How do you find the base of an isosceles triangle when given the legs only?

Question

This is an SAT math problem, and it's really confusing me.

https://i.stack.imgur.com/aZJNl.png

I am completely lost. Do I have to use trigonometry? I know that the angles of the triangle are 30, 30, and 120, but I do not know where to go after that.

Answer 1

If you cut the bottom triangle in half by bisecting the bottom line from the top angle, you split the $120^\circ$ angle in half to give you $60^\circ$. You know the other angle of the bottom triangle is $30^\circ$. You've reduced the problem to a $30^\circ - 60^\circ-90^\circ$ triangle relation. So the side lengths for a $30^\circ - 60^\circ-90^\circ$ triangle are $x: 30^\circ$, $2x: 90^\circ$, and $x\sqrt3: 60^\circ$.

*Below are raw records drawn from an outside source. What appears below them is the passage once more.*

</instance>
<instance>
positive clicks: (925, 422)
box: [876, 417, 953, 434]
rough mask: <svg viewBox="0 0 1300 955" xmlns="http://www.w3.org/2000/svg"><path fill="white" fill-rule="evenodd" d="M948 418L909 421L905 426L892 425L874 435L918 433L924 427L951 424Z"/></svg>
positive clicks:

Since the hypotenuse of this new triangle is $6$ and opposite the $90^\circ$, then $x=3$. Then the bottom line of the new triangle is $3\sqrt3$. Since we bisected this triangle, this is only half the required length. So we double it to get $6\sqrt3$.

Answer 2

SO $\;\angle AGF=120^\circ\;$ , so the basis angles are each $\;30^\circ\;$ , so you can use the sines theorem:

$$\frac{AG}{\sin 30^\circ}=\frac{AF}{\sin120^\circ}\implies AF=\sqrt3\cdot AG$$

Answer 3

All you really need to know to solve this is that in a $30°-60°-90°$ triangle the hypotenuse is twice as long as the short leg, and the long leg is $\sqrt{3}$ times as long as the short leg.

In this particular case, draw a dotted line from $G$ to $AF$ dividing it into two $30°-60°-90°$ triangles. Then since $AG$, the hypotenuse, is $6$ units long, you can easily find the length of the dotted line (which would be the short leg), then use that to find the length of $AF$.

In general, the SAT does not expect you to know any trigonometry other than the "special triangles" ($30°-60°-90°$ and $45°-45°-90°$). Those show up a lot, and you should be on the lookout for them.